FairChurn

Our goal is to predict bank customer churn while mitigating bias on age, since a client's age shouldn't be a direct indicator on why they may or may not leave. We consider a baseline neural network and a debiased neural network and compare results.

The deep learning implementation is done completely in PyTorch. The Conda environment used can be found in the environment.yml file.

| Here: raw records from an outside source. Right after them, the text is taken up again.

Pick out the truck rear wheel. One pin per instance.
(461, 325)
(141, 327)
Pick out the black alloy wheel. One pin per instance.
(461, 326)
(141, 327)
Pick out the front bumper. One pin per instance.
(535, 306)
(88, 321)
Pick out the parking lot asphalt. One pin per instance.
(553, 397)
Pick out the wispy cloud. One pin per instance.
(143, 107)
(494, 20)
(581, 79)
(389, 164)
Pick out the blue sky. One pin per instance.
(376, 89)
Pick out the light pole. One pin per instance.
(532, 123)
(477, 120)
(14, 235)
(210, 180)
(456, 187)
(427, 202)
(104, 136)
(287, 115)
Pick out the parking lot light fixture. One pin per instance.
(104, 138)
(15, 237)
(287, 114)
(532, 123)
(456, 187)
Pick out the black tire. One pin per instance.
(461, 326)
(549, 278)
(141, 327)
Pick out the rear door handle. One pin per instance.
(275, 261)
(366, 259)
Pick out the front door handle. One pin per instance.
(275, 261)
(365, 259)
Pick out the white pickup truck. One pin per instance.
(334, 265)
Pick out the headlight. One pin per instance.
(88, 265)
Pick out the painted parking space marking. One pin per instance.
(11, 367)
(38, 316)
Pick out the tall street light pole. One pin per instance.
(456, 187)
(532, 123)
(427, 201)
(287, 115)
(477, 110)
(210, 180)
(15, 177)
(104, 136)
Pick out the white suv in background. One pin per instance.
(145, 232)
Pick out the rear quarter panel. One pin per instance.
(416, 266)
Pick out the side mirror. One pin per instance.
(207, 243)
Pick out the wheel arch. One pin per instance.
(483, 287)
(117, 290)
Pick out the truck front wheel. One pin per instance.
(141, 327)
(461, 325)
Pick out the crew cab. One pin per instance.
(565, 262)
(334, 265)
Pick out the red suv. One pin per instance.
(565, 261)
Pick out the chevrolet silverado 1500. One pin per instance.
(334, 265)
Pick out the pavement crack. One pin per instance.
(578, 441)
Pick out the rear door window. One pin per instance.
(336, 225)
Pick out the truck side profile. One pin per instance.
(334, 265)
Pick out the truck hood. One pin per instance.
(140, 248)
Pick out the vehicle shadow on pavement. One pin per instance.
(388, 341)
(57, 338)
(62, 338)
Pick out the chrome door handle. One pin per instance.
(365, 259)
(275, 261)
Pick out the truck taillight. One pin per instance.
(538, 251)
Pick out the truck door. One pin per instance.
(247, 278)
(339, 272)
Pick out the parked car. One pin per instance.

Dataset Summary Statistics

Variable	Mean	Median	Mode	Std Dev	Min	Max	Range	MLE
CreditScore	650.53	652.00	850.00	96.65	350	850	500	850
Age	38.92	37	37	10.49	18	92	74	92
Tenure	5.01	5	2	2.89	0	10	10	10
Balance	76,485.89	97,198.54	0	62,397.41	0	250,898.09	250,898.09	250,898.09
EstimatedSalary	100,090.24	100,193.915	24,924.92	57,510.49	11.58	199,992.48	199,980.90	199,992.48

Classes

We create three classes: ChurnDataset, BaselineNN, and FairAdversary. All three can be found in their own Python files under the src folder.

ChurnDataset

This class inherits from the torch.utils.data.Dataset class to be used in PyTorch DataLoaders. Here, we perform all relevant preprocessing for the given dataset in data/churn.csv. This includes dropping unusable columns like Surname and Row Number, redefining gender as a binary integer column, creating one-hot columns for the categorical Geography column, and log-transforming imbalanced numerical columns (Balance and EstimatedSalary). Finally, we store the following variables which are given in every batch of training:

x: The features from the dataset, scaled to mean 0 and standard deviation 1.
y: The labels (binary, 0 for staying and 1 for exiting)
sens: The sensitive attribute (binary flag, 0 for age below median and 1 for above)

BaselineNN

The baseline neural network is flexibly created based on the number of hidden layers desired, but generally, the layout is a linear layer followed by a ReLU activation. The final layer is a linear layer that results in the output logits. We don't include an activation function here (e.g. sigmoid) because our loss function, torch.nn.BCEWithLogitsLoss includes the sigmoid transformation already.

FairChurn

The process of debiasing involves a zero-sum game between the classifier and an adversarial discriminator trying to determine the sensitive attribute given the predicted label from the classifier. As such, we define an adversarial classifier that takes in a certain number of inputs, includes two hidden layers followed by ReLU activation, and then has an output layer with one node (for the sensitive attribute).

Training and Testing

To run the models, the baseline model and FairChurn model use run_baseline.py and run_fairchurn.py, respectively. We describe the process of training and testing below, for both.

The Baseline

To train, we create the ChurnDataset, split into a 50-50 train-test split, and set those into DataLoaders. Importantly, we add a WeightedRandomSampler to the train DataLoader so each batch has an equal number of positive and negative examples, since the dataset is imbalanced (about 80% of observations are customers staying).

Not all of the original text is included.